You bet. If the mixed couple were the best actors I would have put them in the center. But I found myself, despite my original intentions, reaffirming something in Beckett's text by making the two men the main couple.

In October, after Sontag had made a return visit to Sarajevo, we spoke briefly on the phone: How did the performance look when you saw it again after being gone a month?

A big success—they're doing it four to five times a week, occasionally two performances a day. The actors are faster now and it's more energetic. In theater, the director is sent away and power goes to the actors—the opposite of film, where the actors are sent away and everything is done in the editing room.

If you do your Godot outside Sarajevo will you include the second act?
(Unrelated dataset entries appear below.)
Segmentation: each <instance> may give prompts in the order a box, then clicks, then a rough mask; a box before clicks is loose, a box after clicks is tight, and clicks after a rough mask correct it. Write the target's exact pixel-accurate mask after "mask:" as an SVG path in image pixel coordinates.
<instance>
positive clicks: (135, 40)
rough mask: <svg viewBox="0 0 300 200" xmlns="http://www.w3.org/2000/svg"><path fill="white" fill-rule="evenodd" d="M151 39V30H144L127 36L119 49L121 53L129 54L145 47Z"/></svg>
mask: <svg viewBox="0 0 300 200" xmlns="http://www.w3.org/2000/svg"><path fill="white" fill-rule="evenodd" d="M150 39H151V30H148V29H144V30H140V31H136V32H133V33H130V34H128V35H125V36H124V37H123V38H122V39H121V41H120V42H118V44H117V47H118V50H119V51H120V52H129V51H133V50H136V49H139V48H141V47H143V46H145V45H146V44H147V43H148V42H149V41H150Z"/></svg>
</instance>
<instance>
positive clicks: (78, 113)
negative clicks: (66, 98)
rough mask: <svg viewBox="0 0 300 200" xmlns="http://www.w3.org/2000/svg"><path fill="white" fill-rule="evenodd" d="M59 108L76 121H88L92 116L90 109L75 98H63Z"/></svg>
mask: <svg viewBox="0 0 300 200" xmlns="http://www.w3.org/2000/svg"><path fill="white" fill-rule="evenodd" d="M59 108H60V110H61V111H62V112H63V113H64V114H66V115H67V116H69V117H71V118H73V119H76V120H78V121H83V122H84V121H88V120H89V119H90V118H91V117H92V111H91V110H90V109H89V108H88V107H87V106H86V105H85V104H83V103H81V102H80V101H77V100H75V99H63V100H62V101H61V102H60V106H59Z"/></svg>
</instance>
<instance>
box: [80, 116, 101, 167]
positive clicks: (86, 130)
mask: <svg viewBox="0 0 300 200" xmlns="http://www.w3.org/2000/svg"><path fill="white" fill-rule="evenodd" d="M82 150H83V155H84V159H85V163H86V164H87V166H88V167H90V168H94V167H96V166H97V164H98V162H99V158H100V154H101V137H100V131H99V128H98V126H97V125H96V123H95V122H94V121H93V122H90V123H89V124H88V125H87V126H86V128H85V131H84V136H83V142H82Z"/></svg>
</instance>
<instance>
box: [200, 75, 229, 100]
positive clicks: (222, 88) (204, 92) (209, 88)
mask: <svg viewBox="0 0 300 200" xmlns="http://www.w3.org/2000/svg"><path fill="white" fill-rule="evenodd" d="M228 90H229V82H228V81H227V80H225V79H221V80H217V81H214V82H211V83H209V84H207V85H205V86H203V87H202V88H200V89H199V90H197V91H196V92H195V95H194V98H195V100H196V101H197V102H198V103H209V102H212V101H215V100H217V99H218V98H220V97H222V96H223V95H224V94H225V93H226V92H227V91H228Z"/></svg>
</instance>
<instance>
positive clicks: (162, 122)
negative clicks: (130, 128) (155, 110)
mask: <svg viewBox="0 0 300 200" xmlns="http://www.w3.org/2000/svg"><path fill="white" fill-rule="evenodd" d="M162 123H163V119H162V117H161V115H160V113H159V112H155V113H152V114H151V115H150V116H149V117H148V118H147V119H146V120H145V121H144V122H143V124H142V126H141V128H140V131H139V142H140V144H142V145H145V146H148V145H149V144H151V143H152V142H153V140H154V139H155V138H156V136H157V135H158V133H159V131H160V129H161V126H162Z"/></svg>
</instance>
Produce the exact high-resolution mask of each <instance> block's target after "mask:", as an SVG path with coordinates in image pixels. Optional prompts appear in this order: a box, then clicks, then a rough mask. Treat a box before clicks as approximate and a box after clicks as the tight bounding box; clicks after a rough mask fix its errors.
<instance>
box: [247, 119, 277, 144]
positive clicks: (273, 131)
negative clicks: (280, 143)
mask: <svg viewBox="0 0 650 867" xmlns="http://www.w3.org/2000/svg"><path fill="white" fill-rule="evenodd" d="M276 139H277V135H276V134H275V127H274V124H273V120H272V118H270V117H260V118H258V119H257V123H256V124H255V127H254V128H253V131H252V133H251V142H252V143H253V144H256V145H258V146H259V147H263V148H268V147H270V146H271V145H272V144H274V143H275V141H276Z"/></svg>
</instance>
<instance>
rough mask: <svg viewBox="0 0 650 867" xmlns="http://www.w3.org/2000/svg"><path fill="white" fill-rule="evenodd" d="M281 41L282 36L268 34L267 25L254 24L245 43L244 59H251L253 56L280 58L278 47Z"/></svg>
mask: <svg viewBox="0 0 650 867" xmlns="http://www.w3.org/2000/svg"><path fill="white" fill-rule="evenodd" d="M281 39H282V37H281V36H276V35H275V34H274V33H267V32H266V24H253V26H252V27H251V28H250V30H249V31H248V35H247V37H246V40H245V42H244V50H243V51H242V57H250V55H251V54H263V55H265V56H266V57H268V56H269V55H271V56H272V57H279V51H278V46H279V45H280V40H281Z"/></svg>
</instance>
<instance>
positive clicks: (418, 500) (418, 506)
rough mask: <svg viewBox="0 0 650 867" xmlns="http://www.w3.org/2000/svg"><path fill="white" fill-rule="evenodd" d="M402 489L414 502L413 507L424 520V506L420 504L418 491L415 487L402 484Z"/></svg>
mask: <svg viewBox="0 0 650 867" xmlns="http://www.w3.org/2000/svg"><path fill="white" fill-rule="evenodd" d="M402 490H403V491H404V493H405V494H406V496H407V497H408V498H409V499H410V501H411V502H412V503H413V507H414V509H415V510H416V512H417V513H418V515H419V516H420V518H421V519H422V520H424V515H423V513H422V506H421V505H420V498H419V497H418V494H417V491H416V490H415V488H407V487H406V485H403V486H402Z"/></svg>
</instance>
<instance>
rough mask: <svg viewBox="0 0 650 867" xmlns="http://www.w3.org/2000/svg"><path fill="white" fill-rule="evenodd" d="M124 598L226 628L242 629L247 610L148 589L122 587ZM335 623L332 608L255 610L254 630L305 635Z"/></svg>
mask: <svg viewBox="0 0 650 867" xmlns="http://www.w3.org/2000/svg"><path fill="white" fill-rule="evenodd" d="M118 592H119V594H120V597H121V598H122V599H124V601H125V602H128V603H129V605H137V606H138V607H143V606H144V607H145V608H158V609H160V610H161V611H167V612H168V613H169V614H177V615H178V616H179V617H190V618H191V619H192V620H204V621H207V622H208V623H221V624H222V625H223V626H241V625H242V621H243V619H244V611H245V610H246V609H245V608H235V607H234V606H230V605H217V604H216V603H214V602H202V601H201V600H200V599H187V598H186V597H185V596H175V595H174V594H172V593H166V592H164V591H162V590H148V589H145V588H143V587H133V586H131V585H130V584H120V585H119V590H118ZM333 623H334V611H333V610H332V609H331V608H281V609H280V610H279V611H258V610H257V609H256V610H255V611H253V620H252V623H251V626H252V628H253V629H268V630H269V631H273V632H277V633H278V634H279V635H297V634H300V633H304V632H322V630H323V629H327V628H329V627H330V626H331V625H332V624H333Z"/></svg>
Yes. The primary reason not to do it was always that the performance would be too long. Nothing in that situation should be longer than an hour and a half, it's too much to ask. But doing the second act with only one Vladimir and one Estragon would fit the circumstances beautifully: the image of the shrunken world, Pozzo and Lucky reduced. The shape would be more narrative. I can imagine a narrower stage, the whole thing darker, just one spotlight, or one lit place in the center.

Do you think theater in Sarajevo is any use?

Don't ask the question of usefulness. I believe in right actions. Theater is what they do and I admire them for doing it, for always finding the feeling and expressing it.

Do you think the arts' community's efforts to maintain a transethnic culture have any chance of success?

Multicultural society will not survive. It is too much to ask the people of Bosnia to stick to this ideal when they are under attack by groups composed of single ethnicities, Serb or Croat. The people we like and admire won't turn into something else, they will leave and be replaced.

What did you do during your most recent visit?

I taught some classes at the Drama Academy. We also auditioned 20 17- and 18-year-olds for the entering class, ending up with five. You know, the rest of the University is shut down, but they're going on.